Despite these questions, McMahon, who also chairs the genetic testing and psychiatric disorder task force of the International Society of Psychiatric Genetics, said pharmacogenomics in psychiatric drug testing is attracting the interest of physicians.

“It is used a fair amount in Canada and the US, even though in the opinion of the task force, the data or evidence to support its use is not so good. I think psychiatrists have been enthusiastic to take this up because they understand that choice of antidepressants is still largely trial and error,” he said.

Intermountain Precision Genomics is launching its own research study, monitoring a target group of 300 patients in Salt Lake City using the RxMatch Antidepressant Panel powered by CNSDose. The study will evaluate how quickly patients return to remission and the potential cost savings to the patient and healthcare system when the test is used, according to Gillman.

“We want to look at total cost of care. There will be a control group, so a patient who goes to a psychiatrist for depression will go through the trial-and-error type of prescription as is the standard of care currently. We will compare that with those enrolled in the study,” he said.

Separate from the Salt Lake City study, Intermountain Precision Genomics has rolled out the RxMatch Antidepressant Panel to approximately 10 clinics in Southern Utah. In the next phase of commercialization, it will be rolled out to the rest of Intermountain Healthcare.

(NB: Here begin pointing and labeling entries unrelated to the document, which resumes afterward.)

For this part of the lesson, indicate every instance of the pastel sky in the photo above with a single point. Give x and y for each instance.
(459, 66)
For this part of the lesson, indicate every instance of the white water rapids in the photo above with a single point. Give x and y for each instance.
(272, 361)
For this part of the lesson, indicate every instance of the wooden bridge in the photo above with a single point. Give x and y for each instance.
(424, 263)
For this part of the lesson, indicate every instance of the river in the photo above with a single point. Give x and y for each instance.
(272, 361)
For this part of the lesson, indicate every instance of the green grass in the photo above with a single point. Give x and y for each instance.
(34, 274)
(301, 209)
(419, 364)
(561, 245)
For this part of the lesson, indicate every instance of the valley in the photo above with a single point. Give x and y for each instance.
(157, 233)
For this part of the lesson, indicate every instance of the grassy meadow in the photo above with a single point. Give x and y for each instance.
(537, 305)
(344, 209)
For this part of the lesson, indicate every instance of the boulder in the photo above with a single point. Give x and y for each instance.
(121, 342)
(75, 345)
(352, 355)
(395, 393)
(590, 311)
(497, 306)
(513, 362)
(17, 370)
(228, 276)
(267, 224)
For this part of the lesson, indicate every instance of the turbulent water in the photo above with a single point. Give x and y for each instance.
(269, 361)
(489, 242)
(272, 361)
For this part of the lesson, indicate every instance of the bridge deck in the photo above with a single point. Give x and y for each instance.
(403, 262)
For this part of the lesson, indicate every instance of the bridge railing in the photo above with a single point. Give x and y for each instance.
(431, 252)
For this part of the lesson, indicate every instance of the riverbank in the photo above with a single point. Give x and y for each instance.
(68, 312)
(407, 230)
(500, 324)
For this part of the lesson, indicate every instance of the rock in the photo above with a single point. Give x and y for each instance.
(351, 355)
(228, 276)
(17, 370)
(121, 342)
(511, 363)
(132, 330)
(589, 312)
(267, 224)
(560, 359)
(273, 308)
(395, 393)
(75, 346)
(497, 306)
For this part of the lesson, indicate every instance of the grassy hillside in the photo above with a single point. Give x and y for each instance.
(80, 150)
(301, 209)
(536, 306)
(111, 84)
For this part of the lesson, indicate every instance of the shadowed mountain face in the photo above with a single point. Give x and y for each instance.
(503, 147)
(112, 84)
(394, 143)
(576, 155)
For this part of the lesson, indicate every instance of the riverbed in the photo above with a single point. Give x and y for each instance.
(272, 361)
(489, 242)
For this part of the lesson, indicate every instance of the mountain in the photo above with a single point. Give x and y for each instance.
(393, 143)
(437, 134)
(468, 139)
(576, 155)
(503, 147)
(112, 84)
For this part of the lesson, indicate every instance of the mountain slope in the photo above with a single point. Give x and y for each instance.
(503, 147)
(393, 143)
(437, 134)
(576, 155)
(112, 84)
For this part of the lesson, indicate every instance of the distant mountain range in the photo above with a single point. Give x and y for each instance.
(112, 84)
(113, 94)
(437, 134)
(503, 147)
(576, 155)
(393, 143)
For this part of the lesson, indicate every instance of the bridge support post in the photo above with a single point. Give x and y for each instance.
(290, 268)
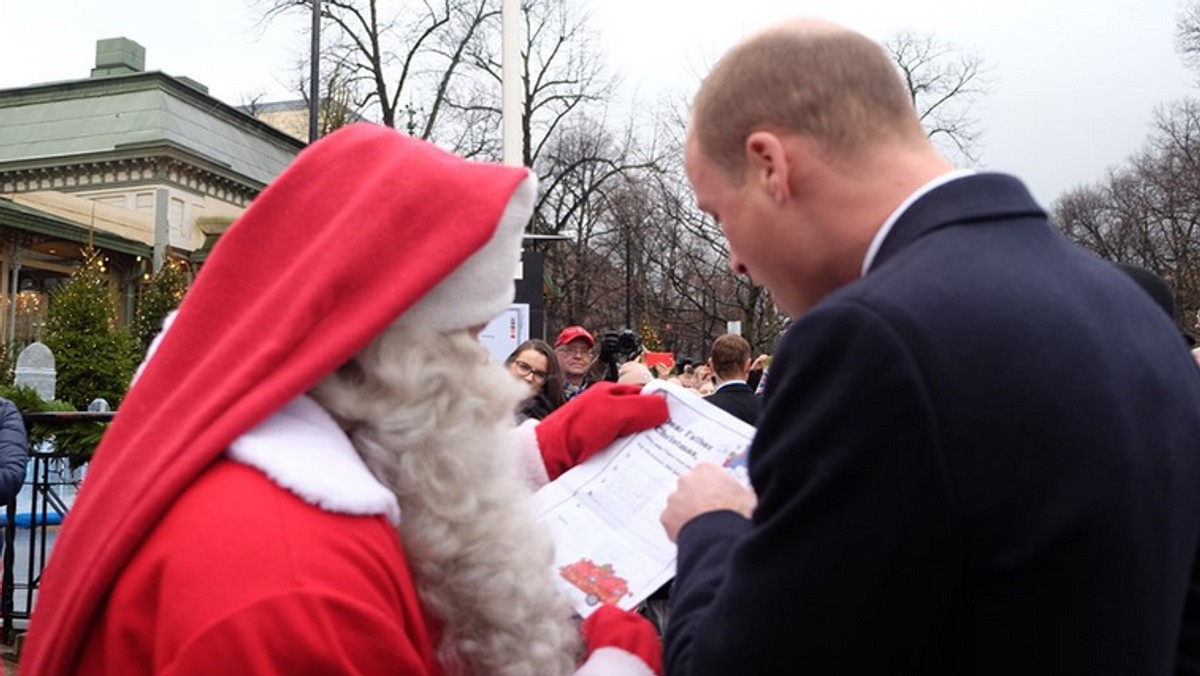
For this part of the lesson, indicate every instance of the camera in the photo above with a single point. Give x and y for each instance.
(616, 348)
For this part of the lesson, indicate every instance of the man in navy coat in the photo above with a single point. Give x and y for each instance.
(730, 362)
(979, 449)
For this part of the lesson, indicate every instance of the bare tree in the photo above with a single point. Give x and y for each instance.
(1147, 211)
(943, 82)
(413, 51)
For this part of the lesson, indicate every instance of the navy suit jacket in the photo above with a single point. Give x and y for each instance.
(738, 400)
(981, 458)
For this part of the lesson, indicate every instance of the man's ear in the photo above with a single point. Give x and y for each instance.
(767, 165)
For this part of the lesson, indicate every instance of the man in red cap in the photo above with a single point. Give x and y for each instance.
(315, 471)
(575, 348)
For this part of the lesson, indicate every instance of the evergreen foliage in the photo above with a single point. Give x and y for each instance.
(163, 294)
(76, 440)
(95, 358)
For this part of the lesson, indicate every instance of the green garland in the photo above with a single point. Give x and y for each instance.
(77, 440)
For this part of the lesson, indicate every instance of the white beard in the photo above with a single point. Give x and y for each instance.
(432, 422)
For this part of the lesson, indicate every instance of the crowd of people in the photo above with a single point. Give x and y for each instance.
(977, 448)
(555, 375)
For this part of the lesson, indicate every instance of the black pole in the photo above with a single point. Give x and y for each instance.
(629, 277)
(315, 72)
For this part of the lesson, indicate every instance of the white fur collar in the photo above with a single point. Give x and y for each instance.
(303, 449)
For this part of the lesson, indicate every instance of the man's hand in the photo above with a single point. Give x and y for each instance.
(591, 422)
(705, 489)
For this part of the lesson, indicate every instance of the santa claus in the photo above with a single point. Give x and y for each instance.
(315, 472)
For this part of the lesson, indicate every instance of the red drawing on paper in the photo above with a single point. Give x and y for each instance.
(599, 582)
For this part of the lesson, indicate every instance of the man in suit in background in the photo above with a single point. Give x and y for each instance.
(730, 363)
(979, 452)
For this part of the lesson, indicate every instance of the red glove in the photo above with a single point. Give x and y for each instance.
(592, 420)
(624, 629)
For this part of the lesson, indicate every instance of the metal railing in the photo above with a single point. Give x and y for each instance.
(48, 480)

The test is also available to outside physicians who contact the lab to request it, Gillman said.

CNSDose, headquartered in Melbourne, Australia, first moved into the US six months ago with a soft launch, according to CEO Mark Heinemeyer, and by partnering with Atlanta-based lab Alpha Genomix. The CNSDose antidepressant test is a laboratory-developed test. During the soft launch, CNSDose has signed up approximately 400 clinics through direct outreach to psychiatrists and primary care physicians who prescribe antidepressants. In addition to its partnership with Intermountain Healthcare, CNSDose is in talks with five or six academic medical centers, Heinemeyer said. The company has plans to launch the test in Australia at the start of next year.

“Now that we have the market reception that justifies investment in scalability, what we are doing is preparing for a broader launch,” Heinemeyer said.

Meanwhile, although Intermountain Precision Genomics is currently focused on rolling out the RxMatch Antidepressant panel, it is already in discussions with CNSDose about potential additional mental health pharmacogenomics tests. The lab has also begun preliminary work with another pharmacogenomics company that covers 350 different drugs and about 12 different disease types. Gillman declined to identify the firm.

“It was always the plan to journey out of the cancer-only space. We have been working on this specifically for almost a year getting ready for the launch this week,” Gillman said. “We started with cancer because it made sense. Precision medicine was further advanced with cancer. Now, think of neurology, cardiovascular, and even endocrinology. Precision medicine has a place in those areas, as well,” he added.